I’ve been to Temple Square. I’ve sat inside the famous Mormon Tabernacle and listened to its phenomenal acoustics. I respect an alternate spirituality such as Mormonism. But the problem comes when they see the need to enforce doctrine by excommunicating women who speak up for their own rights. The problem comes when they fund laws like Prop 8 in my state, which sought to overturn the law and prevent marriage equality. For those of us who try to live by the ethic of Harm None, it’s difficult to lend our full support to a spirituality that tends to enforce doctrine over kindness, oppression over love.
The most viewed post on my blog is a strange little pop culture piece I wrote comparing The Walking Dead to religion’s tendency toward science denial.
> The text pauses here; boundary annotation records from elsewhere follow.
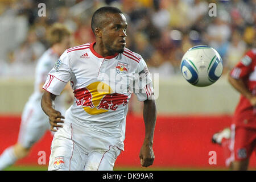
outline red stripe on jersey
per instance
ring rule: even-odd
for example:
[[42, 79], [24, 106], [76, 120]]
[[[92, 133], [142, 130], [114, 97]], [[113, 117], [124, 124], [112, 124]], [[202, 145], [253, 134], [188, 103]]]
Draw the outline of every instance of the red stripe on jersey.
[[148, 98], [148, 93], [147, 93], [147, 89], [146, 88], [144, 88], [144, 89], [145, 89], [145, 91], [146, 91], [146, 93], [147, 94], [147, 98]]
[[83, 46], [90, 46], [90, 44], [85, 44], [81, 45], [81, 46], [76, 46], [76, 47], [71, 47], [71, 48], [68, 49], [67, 51], [71, 51], [71, 50], [72, 50], [72, 49], [76, 49], [76, 48], [79, 48], [79, 47], [83, 47]]
[[147, 92], [148, 93], [148, 95], [151, 96], [151, 92], [150, 92], [150, 90], [148, 90], [148, 88], [147, 87], [147, 85], [146, 85], [146, 88], [147, 89]]
[[139, 63], [139, 61], [137, 61], [137, 60], [135, 60], [135, 59], [133, 59], [133, 57], [130, 57], [130, 56], [129, 56], [128, 55], [125, 55], [125, 54], [124, 53], [124, 52], [123, 52], [123, 55], [125, 55], [125, 56], [126, 56], [126, 57], [128, 57], [130, 58], [130, 59], [132, 59], [132, 60], [135, 61], [136, 62]]
[[63, 81], [63, 80], [60, 80], [60, 79], [59, 79], [58, 78], [57, 78], [56, 77], [55, 77], [55, 76], [53, 76], [53, 75], [50, 75], [50, 74], [49, 74], [49, 75], [51, 75], [51, 76], [52, 76], [54, 78], [56, 78], [56, 79], [58, 79], [59, 80], [60, 80], [60, 81], [62, 81], [62, 82], [64, 82], [64, 83], [67, 83], [67, 82], [65, 82], [65, 81]]
[[139, 58], [138, 58], [138, 57], [136, 57], [135, 56], [134, 56], [134, 55], [129, 52], [128, 51], [125, 51], [124, 52], [125, 52], [126, 53], [129, 54], [129, 55], [133, 56], [133, 57], [134, 57], [135, 59], [137, 59], [139, 61], [141, 60], [141, 59]]
[[85, 47], [80, 48], [76, 49], [73, 49], [73, 50], [71, 50], [69, 51], [67, 51], [67, 52], [68, 53], [68, 52], [71, 52], [74, 51], [83, 50], [83, 49], [89, 49], [89, 48], [90, 48], [89, 47]]

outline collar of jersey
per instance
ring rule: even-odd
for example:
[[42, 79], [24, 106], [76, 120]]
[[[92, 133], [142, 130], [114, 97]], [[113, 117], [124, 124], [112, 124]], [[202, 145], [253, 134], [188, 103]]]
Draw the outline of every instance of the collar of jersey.
[[97, 57], [98, 57], [98, 58], [105, 58], [105, 59], [110, 59], [115, 57], [115, 56], [117, 56], [118, 55], [118, 53], [117, 52], [114, 55], [109, 56], [106, 56], [106, 57], [103, 57], [103, 56], [100, 55], [93, 49], [93, 46], [96, 43], [96, 42], [94, 42], [92, 44], [90, 44], [90, 50], [94, 55], [94, 56], [96, 56]]

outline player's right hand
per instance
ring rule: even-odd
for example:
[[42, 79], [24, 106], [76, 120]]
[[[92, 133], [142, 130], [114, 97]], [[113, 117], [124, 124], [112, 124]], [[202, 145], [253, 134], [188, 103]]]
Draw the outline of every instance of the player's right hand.
[[63, 126], [59, 125], [59, 123], [64, 123], [61, 119], [65, 119], [65, 117], [61, 115], [61, 113], [57, 110], [53, 110], [49, 114], [49, 121], [51, 124], [51, 131], [57, 131], [57, 130], [55, 127], [63, 127]]

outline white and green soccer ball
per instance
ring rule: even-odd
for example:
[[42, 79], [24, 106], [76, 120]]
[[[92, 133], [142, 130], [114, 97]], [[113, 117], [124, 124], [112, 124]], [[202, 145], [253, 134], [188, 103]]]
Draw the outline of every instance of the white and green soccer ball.
[[200, 45], [187, 51], [182, 57], [180, 69], [184, 78], [196, 86], [207, 86], [221, 77], [222, 60], [213, 48]]

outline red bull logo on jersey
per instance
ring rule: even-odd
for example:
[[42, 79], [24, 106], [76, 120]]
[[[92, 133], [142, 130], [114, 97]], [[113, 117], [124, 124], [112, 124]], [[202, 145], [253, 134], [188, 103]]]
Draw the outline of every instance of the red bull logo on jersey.
[[128, 72], [128, 64], [118, 61], [115, 68], [117, 73], [121, 75], [126, 74]]
[[88, 114], [94, 115], [115, 110], [118, 105], [128, 104], [128, 96], [114, 93], [106, 84], [97, 81], [74, 92], [76, 104]]
[[55, 168], [60, 168], [65, 164], [64, 157], [59, 156], [54, 158], [53, 167]]

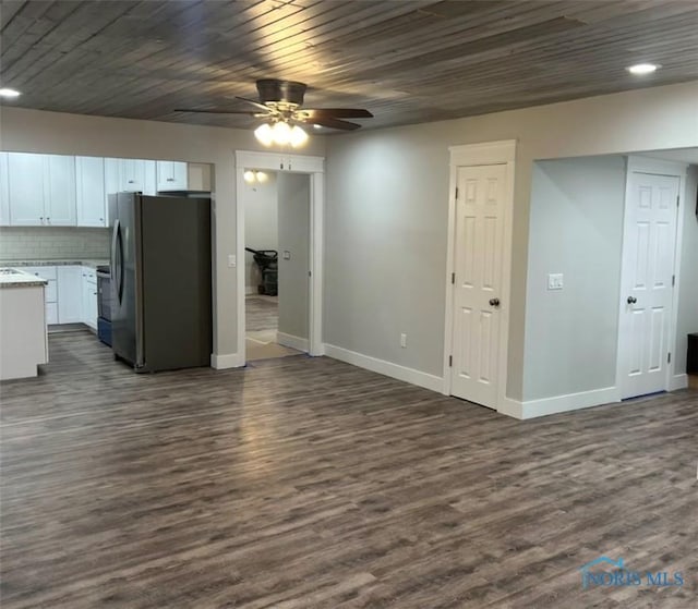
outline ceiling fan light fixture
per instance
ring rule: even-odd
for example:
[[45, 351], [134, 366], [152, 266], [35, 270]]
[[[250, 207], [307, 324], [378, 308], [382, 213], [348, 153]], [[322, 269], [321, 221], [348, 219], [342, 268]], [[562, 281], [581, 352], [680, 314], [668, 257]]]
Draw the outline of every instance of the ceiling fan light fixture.
[[278, 121], [272, 127], [274, 134], [274, 143], [279, 146], [286, 146], [291, 142], [291, 125], [286, 121]]
[[254, 136], [263, 146], [270, 146], [274, 144], [274, 130], [269, 123], [262, 123], [257, 129], [255, 129]]
[[630, 74], [635, 74], [637, 76], [643, 76], [646, 74], [651, 74], [652, 72], [657, 72], [657, 69], [660, 68], [657, 63], [636, 63], [635, 65], [628, 65], [626, 70]]
[[293, 125], [291, 129], [291, 146], [293, 146], [293, 148], [300, 148], [304, 146], [306, 142], [308, 133], [305, 133], [305, 130], [301, 126]]

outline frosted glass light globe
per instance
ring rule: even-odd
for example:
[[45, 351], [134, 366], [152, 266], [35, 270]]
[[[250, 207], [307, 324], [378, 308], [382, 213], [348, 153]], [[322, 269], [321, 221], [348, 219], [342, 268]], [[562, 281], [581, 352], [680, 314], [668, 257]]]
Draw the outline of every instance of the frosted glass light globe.
[[308, 142], [308, 133], [305, 133], [302, 127], [293, 125], [293, 129], [291, 130], [291, 146], [293, 146], [293, 148], [299, 148], [303, 146], [305, 142]]
[[274, 130], [269, 123], [262, 123], [257, 129], [255, 129], [254, 136], [263, 146], [270, 146], [274, 144]]

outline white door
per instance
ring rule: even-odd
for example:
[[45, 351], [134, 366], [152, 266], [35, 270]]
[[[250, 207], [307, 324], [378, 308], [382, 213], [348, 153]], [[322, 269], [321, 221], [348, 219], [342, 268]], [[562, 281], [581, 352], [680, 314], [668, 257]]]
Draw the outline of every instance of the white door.
[[496, 407], [506, 166], [457, 170], [453, 395]]
[[0, 153], [0, 227], [10, 224], [10, 174], [8, 153]]
[[75, 157], [77, 226], [106, 227], [105, 159]]
[[634, 171], [623, 235], [621, 398], [666, 389], [679, 179]]
[[46, 224], [74, 227], [77, 224], [75, 206], [75, 157], [45, 155]]

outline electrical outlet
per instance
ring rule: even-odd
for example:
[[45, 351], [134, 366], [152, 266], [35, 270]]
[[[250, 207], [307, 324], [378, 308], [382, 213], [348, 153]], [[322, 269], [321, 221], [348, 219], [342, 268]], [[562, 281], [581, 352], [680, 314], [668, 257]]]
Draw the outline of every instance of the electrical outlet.
[[547, 275], [547, 289], [549, 290], [562, 290], [563, 289], [563, 273], [551, 272]]

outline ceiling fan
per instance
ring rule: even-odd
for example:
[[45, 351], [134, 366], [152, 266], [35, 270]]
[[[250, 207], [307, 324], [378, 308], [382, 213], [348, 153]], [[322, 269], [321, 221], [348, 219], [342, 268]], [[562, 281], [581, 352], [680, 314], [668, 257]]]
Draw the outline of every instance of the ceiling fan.
[[312, 124], [344, 131], [353, 131], [361, 126], [344, 119], [373, 118], [373, 114], [363, 108], [303, 108], [303, 95], [308, 88], [304, 83], [263, 78], [257, 81], [256, 85], [260, 101], [236, 96], [236, 99], [254, 106], [255, 110], [178, 108], [174, 111], [208, 114], [246, 114], [257, 119], [266, 119], [267, 122], [264, 124], [269, 125], [269, 127], [277, 123], [286, 123], [289, 126], [291, 124]]

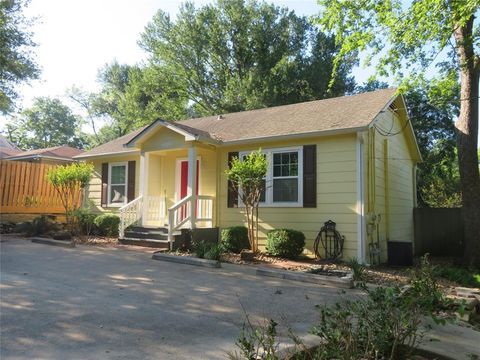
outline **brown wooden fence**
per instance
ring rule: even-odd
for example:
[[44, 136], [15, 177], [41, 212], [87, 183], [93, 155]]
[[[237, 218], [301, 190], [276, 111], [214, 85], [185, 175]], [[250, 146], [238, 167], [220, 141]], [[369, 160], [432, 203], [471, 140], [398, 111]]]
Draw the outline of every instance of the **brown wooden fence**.
[[58, 193], [46, 179], [55, 166], [0, 161], [0, 214], [64, 213]]
[[415, 255], [463, 255], [463, 218], [461, 208], [418, 208], [413, 211]]

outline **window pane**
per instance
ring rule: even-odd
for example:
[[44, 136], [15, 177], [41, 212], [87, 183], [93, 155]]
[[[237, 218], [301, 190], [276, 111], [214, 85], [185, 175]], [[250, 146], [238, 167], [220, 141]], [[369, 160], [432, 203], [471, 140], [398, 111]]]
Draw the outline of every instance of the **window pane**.
[[282, 176], [282, 166], [281, 165], [273, 165], [273, 176]]
[[280, 165], [282, 163], [282, 154], [273, 154], [273, 165]]
[[112, 166], [112, 184], [125, 184], [125, 165]]
[[125, 185], [110, 186], [110, 203], [123, 204], [125, 202]]
[[298, 179], [274, 179], [273, 202], [297, 202]]

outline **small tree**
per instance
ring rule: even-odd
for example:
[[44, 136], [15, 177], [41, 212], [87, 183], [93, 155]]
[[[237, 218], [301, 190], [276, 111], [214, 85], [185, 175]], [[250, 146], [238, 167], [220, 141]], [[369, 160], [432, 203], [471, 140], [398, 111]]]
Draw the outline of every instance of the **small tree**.
[[57, 166], [48, 171], [47, 180], [60, 195], [67, 227], [71, 232], [75, 227], [73, 214], [82, 203], [83, 189], [90, 182], [92, 174], [93, 165], [86, 163]]
[[268, 161], [261, 150], [254, 151], [244, 159], [234, 158], [226, 170], [228, 179], [235, 190], [239, 190], [240, 199], [245, 205], [248, 240], [250, 248], [258, 251], [258, 204], [265, 188]]

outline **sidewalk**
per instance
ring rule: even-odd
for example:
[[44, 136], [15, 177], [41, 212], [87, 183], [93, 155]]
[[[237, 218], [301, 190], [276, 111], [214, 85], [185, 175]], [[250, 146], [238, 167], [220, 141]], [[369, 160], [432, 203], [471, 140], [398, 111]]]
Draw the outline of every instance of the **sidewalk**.
[[480, 332], [471, 328], [446, 324], [432, 324], [430, 330], [420, 345], [421, 349], [449, 356], [452, 359], [480, 359]]

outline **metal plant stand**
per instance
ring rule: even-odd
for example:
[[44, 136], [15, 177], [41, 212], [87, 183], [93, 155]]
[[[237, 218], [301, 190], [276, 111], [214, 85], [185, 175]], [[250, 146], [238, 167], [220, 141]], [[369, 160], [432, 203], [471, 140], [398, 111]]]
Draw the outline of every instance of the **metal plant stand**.
[[320, 232], [313, 243], [313, 250], [315, 251], [316, 258], [320, 259], [322, 257], [318, 251], [320, 244], [325, 253], [325, 260], [337, 260], [342, 256], [345, 237], [340, 235], [336, 226], [337, 224], [335, 222], [328, 220], [320, 229]]

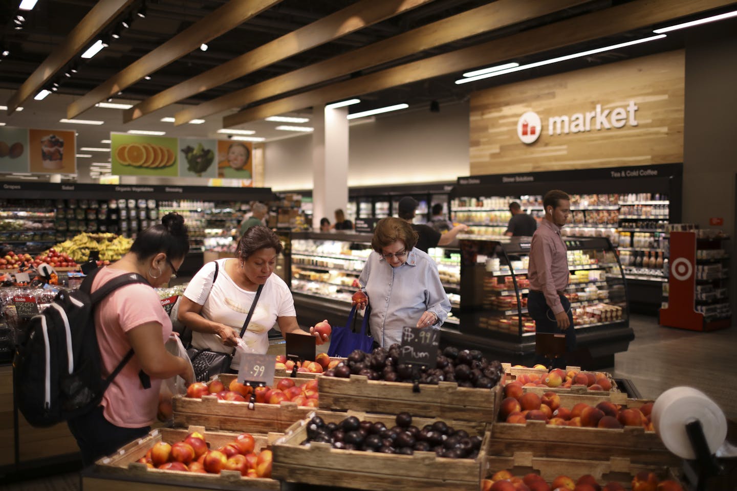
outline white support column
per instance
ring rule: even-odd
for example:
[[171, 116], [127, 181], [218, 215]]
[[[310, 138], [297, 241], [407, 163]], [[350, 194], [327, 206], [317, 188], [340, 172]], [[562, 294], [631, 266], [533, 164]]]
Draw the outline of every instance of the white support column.
[[348, 107], [315, 108], [313, 113], [312, 226], [324, 216], [335, 221], [334, 211], [348, 205]]

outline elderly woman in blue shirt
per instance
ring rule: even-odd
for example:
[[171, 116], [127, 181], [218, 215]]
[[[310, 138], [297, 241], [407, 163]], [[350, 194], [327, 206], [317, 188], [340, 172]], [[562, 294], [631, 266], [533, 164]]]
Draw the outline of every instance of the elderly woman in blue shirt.
[[[417, 233], [407, 222], [382, 219], [371, 239], [371, 252], [358, 283], [371, 303], [374, 339], [388, 347], [402, 341], [405, 326], [440, 326], [450, 311], [435, 261], [414, 246]], [[360, 303], [360, 308], [367, 302]]]

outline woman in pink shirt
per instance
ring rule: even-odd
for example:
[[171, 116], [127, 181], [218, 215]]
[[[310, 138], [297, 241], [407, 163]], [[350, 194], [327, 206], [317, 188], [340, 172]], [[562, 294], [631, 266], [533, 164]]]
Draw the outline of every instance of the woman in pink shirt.
[[163, 379], [180, 375], [188, 384], [194, 381], [188, 361], [164, 348], [172, 322], [153, 290], [175, 278], [189, 250], [184, 219], [169, 213], [161, 225], [141, 233], [119, 261], [94, 277], [92, 292], [126, 273], [138, 273], [149, 284], [119, 288], [95, 308], [101, 375], [112, 372], [131, 348], [133, 356], [113, 379], [100, 406], [69, 421], [85, 465], [149, 432], [156, 417]]

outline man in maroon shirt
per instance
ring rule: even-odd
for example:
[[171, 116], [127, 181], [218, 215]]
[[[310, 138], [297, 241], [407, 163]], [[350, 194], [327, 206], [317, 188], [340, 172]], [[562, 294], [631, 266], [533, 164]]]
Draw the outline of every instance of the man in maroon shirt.
[[[535, 321], [537, 332], [565, 333], [566, 350], [570, 352], [576, 347], [576, 331], [570, 302], [564, 295], [568, 286], [568, 261], [560, 235], [570, 213], [570, 197], [562, 191], [549, 191], [542, 205], [545, 217], [530, 246], [527, 309]], [[553, 364], [565, 367], [565, 357], [556, 358]]]

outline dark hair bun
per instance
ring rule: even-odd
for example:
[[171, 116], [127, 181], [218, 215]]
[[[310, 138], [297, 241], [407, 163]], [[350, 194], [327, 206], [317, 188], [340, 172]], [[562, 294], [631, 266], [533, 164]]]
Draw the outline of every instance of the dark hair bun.
[[187, 234], [184, 217], [177, 213], [168, 213], [161, 219], [161, 225], [167, 227], [172, 236], [182, 236]]

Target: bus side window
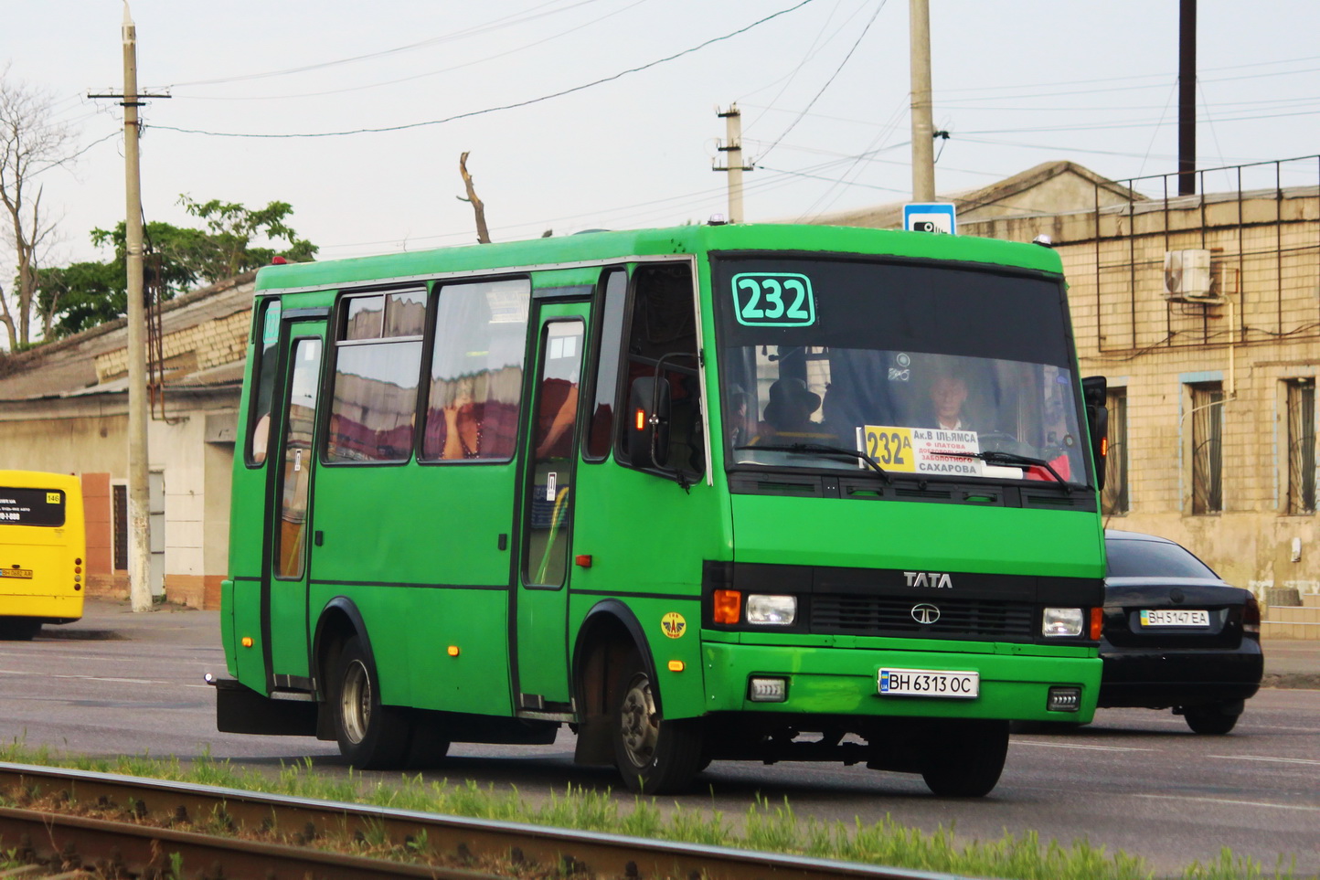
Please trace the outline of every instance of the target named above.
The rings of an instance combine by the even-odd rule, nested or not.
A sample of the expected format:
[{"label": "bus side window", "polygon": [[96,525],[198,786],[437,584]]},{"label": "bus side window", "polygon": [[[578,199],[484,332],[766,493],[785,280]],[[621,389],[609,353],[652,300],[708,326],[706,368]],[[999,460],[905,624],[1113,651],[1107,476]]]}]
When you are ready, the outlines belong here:
[{"label": "bus side window", "polygon": [[623,301],[628,290],[628,273],[614,269],[606,273],[603,307],[595,347],[595,387],[587,418],[586,449],[582,458],[603,460],[610,454],[614,434],[614,406],[619,385],[619,350],[623,343]]},{"label": "bus side window", "polygon": [[248,425],[247,466],[265,464],[271,445],[271,398],[275,396],[276,347],[280,343],[280,301],[271,299],[261,315],[261,351],[257,355],[256,388]]},{"label": "bus side window", "polygon": [[437,298],[421,459],[507,462],[517,441],[532,285],[446,284]]},{"label": "bus side window", "polygon": [[407,462],[412,455],[425,315],[425,290],[343,299],[326,462]]},{"label": "bus side window", "polygon": [[652,463],[647,451],[630,450],[627,420],[619,420],[618,459],[643,470],[660,464],[671,470],[704,472],[692,267],[685,263],[640,265],[632,280],[624,394],[636,379],[655,376],[657,369],[668,380],[669,456],[665,462]]}]

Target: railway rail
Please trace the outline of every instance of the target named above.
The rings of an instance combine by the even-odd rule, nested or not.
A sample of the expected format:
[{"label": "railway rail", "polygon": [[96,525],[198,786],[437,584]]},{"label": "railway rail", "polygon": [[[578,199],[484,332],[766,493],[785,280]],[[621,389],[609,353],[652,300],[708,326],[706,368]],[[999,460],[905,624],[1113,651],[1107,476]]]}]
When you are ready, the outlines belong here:
[{"label": "railway rail", "polygon": [[[49,873],[82,868],[106,877],[164,880],[181,863],[181,876],[206,880],[484,880],[548,872],[639,880],[954,880],[946,873],[26,764],[0,763],[0,797],[38,807],[0,807],[0,854],[13,851],[15,860]],[[339,851],[330,848],[335,842]],[[351,852],[354,842],[409,858],[358,855]]]}]

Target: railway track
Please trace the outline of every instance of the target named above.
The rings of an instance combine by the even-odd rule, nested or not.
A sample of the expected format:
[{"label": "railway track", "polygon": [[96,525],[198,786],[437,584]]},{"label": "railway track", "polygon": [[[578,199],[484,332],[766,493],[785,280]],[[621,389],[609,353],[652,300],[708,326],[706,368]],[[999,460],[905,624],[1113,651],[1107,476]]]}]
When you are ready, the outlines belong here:
[{"label": "railway track", "polygon": [[[50,876],[953,880],[800,856],[0,763],[0,855]],[[370,855],[364,855],[370,852]],[[180,872],[180,864],[182,871]],[[0,877],[4,872],[0,871]]]}]

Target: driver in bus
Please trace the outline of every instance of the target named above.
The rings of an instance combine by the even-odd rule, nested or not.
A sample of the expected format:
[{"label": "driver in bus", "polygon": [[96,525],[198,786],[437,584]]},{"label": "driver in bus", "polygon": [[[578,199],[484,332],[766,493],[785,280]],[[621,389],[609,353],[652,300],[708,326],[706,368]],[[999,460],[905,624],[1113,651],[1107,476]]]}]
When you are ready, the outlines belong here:
[{"label": "driver in bus", "polygon": [[821,396],[807,387],[801,379],[780,379],[770,387],[770,402],[762,413],[758,427],[758,441],[785,443],[834,442],[838,437],[825,425],[812,421],[812,413],[820,409]]},{"label": "driver in bus", "polygon": [[962,413],[962,405],[968,402],[968,381],[952,372],[942,372],[931,383],[931,410],[933,417],[928,427],[939,427],[946,431],[975,430]]}]

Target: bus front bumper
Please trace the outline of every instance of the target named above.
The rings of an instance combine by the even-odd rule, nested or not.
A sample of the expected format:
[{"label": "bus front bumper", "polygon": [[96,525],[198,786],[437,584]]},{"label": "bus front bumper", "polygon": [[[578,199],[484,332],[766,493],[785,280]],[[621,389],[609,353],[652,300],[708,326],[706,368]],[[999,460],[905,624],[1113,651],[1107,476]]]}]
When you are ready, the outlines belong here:
[{"label": "bus front bumper", "polygon": [[[1100,694],[1094,649],[977,644],[974,650],[841,648],[706,641],[708,712],[787,712],[888,718],[986,718],[1088,723]],[[970,648],[970,645],[969,645]],[[1090,656],[1088,656],[1090,654]],[[882,669],[975,673],[975,697],[880,694]],[[764,679],[783,679],[766,702]],[[776,690],[777,686],[770,690]],[[1078,689],[1076,711],[1049,708],[1051,690]],[[759,699],[754,699],[759,690]],[[1057,703],[1056,703],[1057,705]]]}]

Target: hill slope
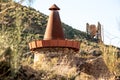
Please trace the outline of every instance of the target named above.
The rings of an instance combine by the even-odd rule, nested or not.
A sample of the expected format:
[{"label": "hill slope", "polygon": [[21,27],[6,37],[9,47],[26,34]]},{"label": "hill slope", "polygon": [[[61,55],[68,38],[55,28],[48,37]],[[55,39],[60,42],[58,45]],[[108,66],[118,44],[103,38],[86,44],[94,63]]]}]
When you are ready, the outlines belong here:
[{"label": "hill slope", "polygon": [[[14,4],[14,6],[12,5]],[[17,3],[4,3],[1,5],[1,12],[6,10],[0,19],[0,25],[7,27],[19,26],[23,28],[23,32],[31,34],[44,34],[48,16]],[[71,26],[62,23],[65,37],[68,39],[85,38],[86,33],[76,30]],[[1,26],[0,26],[1,27]]]}]

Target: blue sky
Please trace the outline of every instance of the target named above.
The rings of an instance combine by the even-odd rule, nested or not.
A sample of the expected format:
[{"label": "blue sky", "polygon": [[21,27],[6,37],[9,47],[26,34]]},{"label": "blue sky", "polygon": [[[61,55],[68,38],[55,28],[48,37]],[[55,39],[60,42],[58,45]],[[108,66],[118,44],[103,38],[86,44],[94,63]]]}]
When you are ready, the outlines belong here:
[{"label": "blue sky", "polygon": [[35,0],[31,6],[49,15],[52,4],[60,7],[62,22],[81,31],[85,31],[86,23],[97,25],[99,21],[104,42],[120,47],[120,0]]}]

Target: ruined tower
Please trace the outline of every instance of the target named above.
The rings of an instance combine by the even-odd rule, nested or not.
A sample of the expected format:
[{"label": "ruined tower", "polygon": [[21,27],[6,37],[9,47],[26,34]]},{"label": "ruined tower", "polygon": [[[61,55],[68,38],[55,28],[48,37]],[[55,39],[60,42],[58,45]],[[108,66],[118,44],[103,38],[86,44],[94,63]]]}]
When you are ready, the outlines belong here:
[{"label": "ruined tower", "polygon": [[102,29],[101,24],[98,22],[98,25],[86,23],[86,32],[92,39],[97,39],[97,42],[102,42]]}]

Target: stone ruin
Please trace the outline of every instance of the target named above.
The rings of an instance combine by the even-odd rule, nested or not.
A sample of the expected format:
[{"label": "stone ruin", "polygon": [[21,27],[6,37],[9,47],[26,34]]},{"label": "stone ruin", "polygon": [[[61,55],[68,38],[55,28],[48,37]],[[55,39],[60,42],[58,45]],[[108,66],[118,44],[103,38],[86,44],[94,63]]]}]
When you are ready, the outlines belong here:
[{"label": "stone ruin", "polygon": [[101,29],[101,24],[98,22],[98,25],[91,24],[89,25],[86,23],[86,32],[87,35],[90,36],[90,38],[97,39],[98,42],[102,42],[102,29]]}]

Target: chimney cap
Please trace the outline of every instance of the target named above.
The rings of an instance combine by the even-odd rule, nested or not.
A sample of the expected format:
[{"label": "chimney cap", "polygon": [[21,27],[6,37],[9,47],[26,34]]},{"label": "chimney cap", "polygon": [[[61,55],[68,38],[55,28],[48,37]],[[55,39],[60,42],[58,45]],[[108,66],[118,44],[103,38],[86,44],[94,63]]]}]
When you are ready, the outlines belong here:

In that post, which still gets constant views even when I’m not writing, I compared Rick’s three questions:
How many walkers have you killed?
How many people have you killed?
…to the religious denial of reality. I asked how your religion helps you, how much it forces you to deny reality, and why? That post is viewed by new people every day. I don’t know why, but it has something to do with Google Analytics. I’ve called it my Zombie Post for many reasons. It just keeps coming back. It’s annoying.
Yet it expresses a truth about those of us who practice any spiritual path, especially an alternative one.
What are we willing to believe? My practice is one of experience, not belief, so I really don’t care what someone believes. What are we willing to deny and oppress? When any religion moves into this realm, they risk harming others. There better be a damn good reason…
Why? If it’s for power, money, or prestige, then it’s not really spiritual. There’s nothing wrong with any of those things, but if you’re harming others in the name of faith in order to control them, then you’ve been corrupted. If you believe “God lives on a planet called Kolob,” that’s fine. If you believe Overlord Xenu inseminated you into a volcano, that’s cool too. If you use either of those beliefs to harm those who don’t believe or have stopped believing, then you’ve become a zombie. You’re mindless. You’re living off of the living. It’s always the Why that matters, not the What.